The UN Fashion Charter Explores Material Environmental Impacts

Editorial TeamEditorial Team
August 28th, 2023

The UN's Fashion Industry Charter releases two key reports to slash fashion's carbon footprint: one on low-carbon fibers, another on sustainable animal fiber sourcing, driving eco-conscious practices.


The United Nations Fashion Industry Charter for Climate Action continues to pave the way for a sustainable future in fashion, demonstrating its commitment to combating climate change through innovative strategies. To reduce the fashion industry's carbon footprint, the Charter has released two groundbreaking reports that represent significant progress in the pursuit of greener practices throughout the supply chain.

In a comprehensive effort to address the fashion industry's greenhouse gas emissions, the first of these reports is dedicated to steering the industry toward low-carbon alternatives in cellulosic man-made fibers (MMCF). This initiative not only underscores the urgency of moving away from resource-intensive practices but also provides a practical roadmap for identifying and integrating sustainable sources. The report's findings will revolutionize the way the industry approaches sourcing and point stakeholders toward greener behaviors


Diving Deeper: Sustainable Transformation of Animal Fibers

At the same time, the second report goes a step further by focusing on fibers of animal origin, including but not limited to sheep wool, hair, alpaca fibers, and silk. These natural materials, while valued for their quality and texture, have often come under criticism for their environmental impact. Through careful research and collaboration, this report identifies environmentally friendly options for these animal fibers that highlight the potential for sustainable change in even the most traditional segments of the fashion industry.
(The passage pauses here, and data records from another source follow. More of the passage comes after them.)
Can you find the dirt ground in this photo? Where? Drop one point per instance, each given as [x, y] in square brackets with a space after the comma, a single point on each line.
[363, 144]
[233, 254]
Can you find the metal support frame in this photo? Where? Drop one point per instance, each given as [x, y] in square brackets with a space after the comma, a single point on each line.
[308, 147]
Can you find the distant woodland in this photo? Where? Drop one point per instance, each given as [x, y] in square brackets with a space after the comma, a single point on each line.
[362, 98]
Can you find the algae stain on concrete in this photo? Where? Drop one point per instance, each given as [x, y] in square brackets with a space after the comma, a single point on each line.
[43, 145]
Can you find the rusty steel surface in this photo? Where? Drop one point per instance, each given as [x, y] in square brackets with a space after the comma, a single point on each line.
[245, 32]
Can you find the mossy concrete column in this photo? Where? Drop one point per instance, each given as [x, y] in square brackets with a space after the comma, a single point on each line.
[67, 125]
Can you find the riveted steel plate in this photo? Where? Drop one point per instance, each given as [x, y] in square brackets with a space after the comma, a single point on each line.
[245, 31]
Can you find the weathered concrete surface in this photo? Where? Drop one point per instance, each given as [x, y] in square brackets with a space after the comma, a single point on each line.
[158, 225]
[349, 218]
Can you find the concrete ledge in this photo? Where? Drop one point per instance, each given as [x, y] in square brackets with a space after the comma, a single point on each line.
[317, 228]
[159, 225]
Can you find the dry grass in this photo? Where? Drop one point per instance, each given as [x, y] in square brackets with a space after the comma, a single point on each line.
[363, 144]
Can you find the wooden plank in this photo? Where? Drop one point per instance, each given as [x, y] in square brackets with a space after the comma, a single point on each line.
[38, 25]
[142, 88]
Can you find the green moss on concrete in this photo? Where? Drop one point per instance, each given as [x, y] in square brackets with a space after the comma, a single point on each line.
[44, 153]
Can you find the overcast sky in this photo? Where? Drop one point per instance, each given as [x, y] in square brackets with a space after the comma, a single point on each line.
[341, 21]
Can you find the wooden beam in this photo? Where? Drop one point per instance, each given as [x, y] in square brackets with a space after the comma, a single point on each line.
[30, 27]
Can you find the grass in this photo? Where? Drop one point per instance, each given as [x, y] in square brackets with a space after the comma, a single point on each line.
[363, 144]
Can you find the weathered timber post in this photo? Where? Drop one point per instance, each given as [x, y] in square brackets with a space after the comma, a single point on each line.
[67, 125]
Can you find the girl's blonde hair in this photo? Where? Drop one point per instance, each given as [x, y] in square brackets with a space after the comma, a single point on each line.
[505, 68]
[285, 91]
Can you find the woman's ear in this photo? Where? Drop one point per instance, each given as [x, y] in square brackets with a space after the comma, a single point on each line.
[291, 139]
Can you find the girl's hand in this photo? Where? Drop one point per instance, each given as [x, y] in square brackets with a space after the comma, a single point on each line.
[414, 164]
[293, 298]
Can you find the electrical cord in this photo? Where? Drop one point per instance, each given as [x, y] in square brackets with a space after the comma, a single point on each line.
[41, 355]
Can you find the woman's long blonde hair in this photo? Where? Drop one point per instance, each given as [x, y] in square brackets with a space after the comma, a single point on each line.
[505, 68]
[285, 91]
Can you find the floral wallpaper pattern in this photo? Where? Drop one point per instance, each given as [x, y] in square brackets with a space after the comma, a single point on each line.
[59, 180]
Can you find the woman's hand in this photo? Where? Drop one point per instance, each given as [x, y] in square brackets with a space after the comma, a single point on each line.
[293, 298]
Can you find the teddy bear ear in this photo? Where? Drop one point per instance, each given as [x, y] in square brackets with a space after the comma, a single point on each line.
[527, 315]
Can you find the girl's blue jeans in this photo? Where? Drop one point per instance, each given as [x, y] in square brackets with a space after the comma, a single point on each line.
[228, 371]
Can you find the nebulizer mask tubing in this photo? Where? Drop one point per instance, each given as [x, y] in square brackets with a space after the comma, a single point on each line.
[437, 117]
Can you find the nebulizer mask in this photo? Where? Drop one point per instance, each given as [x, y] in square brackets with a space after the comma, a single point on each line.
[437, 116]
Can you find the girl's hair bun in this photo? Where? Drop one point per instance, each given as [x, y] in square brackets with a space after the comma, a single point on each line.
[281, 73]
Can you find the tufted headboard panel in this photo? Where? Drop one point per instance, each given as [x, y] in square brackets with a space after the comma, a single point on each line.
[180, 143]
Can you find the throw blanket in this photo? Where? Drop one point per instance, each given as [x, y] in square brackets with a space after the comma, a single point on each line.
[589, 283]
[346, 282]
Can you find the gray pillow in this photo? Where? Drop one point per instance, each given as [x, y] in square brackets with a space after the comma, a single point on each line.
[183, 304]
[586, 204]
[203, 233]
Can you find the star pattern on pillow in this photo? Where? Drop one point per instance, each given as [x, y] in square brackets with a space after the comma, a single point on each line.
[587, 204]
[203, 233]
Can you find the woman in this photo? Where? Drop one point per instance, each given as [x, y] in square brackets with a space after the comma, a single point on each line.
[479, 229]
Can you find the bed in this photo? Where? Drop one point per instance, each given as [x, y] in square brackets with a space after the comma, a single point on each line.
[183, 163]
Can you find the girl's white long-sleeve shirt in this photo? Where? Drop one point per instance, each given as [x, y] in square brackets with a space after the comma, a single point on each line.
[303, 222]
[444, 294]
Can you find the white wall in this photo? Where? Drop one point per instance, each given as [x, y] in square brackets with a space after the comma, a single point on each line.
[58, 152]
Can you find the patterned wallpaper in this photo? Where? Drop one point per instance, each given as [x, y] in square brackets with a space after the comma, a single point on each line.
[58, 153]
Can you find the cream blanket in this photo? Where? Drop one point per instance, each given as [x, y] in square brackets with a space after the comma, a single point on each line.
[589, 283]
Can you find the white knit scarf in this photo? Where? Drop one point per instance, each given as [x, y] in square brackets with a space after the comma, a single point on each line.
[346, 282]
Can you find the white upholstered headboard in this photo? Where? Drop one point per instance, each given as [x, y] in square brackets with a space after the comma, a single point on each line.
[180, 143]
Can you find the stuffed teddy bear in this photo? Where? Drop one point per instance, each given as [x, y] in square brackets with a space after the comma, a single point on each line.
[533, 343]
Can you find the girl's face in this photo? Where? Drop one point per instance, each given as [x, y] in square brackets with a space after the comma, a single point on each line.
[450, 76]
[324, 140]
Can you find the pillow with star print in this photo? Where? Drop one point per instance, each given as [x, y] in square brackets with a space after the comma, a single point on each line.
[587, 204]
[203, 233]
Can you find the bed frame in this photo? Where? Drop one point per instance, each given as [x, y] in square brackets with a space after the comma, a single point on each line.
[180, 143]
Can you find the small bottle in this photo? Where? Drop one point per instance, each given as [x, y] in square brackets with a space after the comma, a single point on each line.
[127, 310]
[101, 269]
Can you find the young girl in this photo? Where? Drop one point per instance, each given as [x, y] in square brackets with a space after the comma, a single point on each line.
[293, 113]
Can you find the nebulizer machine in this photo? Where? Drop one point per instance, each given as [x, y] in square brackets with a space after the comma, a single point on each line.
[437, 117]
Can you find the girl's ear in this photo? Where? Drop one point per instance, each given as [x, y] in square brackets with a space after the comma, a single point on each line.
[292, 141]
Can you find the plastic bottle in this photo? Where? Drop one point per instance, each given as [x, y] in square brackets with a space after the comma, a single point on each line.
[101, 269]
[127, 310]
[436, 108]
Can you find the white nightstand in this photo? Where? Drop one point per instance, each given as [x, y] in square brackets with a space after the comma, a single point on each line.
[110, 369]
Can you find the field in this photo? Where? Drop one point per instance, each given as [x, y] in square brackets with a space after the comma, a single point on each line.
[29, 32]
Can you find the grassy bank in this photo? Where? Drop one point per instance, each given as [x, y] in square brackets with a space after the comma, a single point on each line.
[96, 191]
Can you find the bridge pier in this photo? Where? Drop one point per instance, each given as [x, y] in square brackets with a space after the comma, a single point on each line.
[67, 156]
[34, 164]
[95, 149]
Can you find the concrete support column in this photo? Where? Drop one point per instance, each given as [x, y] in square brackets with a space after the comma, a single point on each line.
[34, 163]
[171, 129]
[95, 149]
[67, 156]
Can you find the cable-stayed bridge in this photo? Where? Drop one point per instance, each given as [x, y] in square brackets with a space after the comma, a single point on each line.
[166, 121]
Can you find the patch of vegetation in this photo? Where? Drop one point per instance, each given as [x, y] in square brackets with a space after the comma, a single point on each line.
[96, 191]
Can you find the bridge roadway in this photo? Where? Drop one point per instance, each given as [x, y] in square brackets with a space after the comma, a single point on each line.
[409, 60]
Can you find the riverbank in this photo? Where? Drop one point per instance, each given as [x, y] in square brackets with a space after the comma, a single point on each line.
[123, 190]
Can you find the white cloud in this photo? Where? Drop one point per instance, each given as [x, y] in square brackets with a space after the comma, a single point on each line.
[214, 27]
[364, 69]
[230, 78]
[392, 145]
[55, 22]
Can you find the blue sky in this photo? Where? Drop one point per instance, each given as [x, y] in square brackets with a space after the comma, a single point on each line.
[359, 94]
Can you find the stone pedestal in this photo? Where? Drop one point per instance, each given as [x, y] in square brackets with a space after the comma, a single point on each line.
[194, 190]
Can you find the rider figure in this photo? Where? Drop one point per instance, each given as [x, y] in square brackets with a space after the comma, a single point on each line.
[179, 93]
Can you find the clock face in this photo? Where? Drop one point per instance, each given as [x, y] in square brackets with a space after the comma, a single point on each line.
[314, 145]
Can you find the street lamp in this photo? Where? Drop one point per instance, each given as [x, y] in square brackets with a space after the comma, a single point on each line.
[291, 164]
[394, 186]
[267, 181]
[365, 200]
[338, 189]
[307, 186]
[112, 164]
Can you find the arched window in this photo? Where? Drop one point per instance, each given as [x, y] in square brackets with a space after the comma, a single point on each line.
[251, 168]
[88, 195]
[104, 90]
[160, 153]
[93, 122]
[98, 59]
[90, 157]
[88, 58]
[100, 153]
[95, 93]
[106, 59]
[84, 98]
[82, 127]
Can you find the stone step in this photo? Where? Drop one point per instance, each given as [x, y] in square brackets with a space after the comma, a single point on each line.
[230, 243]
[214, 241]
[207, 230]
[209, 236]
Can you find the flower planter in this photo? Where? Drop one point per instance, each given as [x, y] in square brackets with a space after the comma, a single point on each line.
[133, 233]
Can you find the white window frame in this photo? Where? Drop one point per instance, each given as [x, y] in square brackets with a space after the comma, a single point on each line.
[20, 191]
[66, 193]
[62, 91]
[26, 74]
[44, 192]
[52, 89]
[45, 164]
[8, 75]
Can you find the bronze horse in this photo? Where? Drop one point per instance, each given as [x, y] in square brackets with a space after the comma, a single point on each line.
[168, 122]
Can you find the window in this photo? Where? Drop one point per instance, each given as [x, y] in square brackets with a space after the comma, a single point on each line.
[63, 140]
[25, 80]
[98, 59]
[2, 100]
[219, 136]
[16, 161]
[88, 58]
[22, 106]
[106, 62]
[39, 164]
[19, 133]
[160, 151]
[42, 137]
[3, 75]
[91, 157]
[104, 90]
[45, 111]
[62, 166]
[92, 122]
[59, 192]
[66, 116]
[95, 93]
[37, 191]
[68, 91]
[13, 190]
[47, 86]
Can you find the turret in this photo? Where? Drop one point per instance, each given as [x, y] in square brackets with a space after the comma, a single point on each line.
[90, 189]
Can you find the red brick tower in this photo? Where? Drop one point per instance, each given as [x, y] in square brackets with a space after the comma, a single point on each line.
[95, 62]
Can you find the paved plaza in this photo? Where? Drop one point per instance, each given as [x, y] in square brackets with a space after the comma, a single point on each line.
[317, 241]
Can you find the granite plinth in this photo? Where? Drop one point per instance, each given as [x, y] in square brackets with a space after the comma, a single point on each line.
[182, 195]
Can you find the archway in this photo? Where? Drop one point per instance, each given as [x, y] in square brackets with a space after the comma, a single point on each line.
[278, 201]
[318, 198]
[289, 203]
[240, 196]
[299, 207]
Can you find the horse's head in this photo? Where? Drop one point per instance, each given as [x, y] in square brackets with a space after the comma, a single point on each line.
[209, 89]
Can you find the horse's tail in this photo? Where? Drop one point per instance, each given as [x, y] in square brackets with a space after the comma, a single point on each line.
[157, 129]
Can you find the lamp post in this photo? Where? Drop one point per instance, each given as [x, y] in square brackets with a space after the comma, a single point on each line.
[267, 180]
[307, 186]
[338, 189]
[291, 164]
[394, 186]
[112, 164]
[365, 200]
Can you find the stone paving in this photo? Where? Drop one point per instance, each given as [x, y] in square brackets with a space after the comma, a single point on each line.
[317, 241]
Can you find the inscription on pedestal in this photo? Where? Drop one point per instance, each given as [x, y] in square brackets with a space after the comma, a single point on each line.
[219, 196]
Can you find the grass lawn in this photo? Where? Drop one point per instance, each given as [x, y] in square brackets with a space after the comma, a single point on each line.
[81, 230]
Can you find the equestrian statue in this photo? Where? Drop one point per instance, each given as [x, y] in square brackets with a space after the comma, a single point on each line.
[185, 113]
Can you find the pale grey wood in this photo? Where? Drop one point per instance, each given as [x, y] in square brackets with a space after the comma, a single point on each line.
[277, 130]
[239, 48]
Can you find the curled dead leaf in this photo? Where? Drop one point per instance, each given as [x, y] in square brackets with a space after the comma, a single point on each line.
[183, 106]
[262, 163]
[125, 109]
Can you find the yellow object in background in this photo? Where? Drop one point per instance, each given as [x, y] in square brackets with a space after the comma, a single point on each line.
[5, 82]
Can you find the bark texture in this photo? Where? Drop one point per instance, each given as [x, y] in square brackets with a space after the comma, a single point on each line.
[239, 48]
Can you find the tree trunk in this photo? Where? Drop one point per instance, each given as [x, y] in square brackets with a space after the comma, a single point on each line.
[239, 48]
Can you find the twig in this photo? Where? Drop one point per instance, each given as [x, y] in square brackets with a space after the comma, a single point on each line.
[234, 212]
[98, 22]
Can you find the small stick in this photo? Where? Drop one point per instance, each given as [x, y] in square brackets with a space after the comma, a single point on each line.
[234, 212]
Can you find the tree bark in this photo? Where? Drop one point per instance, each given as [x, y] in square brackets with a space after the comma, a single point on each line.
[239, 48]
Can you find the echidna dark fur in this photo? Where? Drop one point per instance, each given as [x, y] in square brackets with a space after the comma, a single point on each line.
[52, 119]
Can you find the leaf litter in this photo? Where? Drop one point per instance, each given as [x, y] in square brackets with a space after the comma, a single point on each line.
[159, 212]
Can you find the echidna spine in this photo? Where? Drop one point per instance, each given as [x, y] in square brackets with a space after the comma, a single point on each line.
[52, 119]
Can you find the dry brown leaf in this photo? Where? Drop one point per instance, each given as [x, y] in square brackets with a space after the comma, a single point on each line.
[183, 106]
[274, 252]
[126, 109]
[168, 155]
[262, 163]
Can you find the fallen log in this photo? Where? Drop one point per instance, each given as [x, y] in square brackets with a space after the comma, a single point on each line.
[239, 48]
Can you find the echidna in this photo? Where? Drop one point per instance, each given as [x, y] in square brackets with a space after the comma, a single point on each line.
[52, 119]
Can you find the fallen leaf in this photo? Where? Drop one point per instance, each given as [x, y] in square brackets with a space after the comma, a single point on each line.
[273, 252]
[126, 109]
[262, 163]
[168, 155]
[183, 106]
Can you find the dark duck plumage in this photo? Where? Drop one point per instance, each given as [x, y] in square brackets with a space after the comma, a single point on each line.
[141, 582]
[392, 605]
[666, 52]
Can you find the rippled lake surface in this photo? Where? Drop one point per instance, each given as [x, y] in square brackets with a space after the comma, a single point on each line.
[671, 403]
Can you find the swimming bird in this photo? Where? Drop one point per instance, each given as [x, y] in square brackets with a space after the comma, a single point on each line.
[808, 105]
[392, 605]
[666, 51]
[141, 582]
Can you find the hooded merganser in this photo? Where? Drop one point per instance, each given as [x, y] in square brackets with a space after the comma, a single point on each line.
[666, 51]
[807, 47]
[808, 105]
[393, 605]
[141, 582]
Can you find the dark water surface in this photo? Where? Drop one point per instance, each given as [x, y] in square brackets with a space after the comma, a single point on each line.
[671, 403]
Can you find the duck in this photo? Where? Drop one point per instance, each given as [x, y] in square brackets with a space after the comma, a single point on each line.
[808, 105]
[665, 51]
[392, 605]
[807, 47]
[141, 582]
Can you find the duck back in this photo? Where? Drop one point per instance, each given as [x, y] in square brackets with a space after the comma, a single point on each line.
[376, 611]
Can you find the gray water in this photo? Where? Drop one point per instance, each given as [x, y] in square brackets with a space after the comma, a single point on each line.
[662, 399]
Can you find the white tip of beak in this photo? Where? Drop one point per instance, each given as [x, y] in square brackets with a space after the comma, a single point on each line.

At the forefront of these reports is the Textile Exchange, which is leading the Charter's Raw Materials Working Group. Their collaboration with industry leaders such as Lenzing Group and Sateri, prominent viscose producers, as well as valuable contributions from respected organizations such as Canopy —an environmental non-profit organization— VF Corporation, the driving force behind iconic brands like North Face and Timberland, Reformation, a trailblazing US brand, as well as recognized names like Primark, the Schneider Group, and Fabrikology, stands as a testament to the Charter's ability to unify diverse stakeholders in the pursuit of a common environmental goal.

The Fashion Industry Charter for Climate Action has firmly established itself as a catalyst for change, proving that sustainable innovation can thrive within the dynamic world of fashion. With these two reports, the Charter not only amplifies its commitment to mitigating climate change but also paves a transformative pathway for the fashion industry to flourish responsibly and harmoniously with the planet.



The Industry Shift to Animal Fibers

The fashion industry is experiencing a notable shift towards embracing animal-origin fibers as a part of its sustainable fashion movement. Traditionally, animal fibers such as wool, hair, alpaca, and silk have been appreciated for their luxurious texture and quality, but concerns over their environmental impact have prompted a reevaluation of their usage.

Animal-origin fibers have faced criticism due to environmental issues associated with their production. For instance, concerns about the carbon footprint, land use, and water consumption in animal farming and fiber processing have pushed the industry to seek more sustainable alternatives.

Beyond environmental considerations, ethical concerns related to animal welfare in fiber production have motivated the fashion industry to explore more responsible sourcing methods. Brands are increasingly opting for fibers that come from sources that prioritize the humane treatment of animals.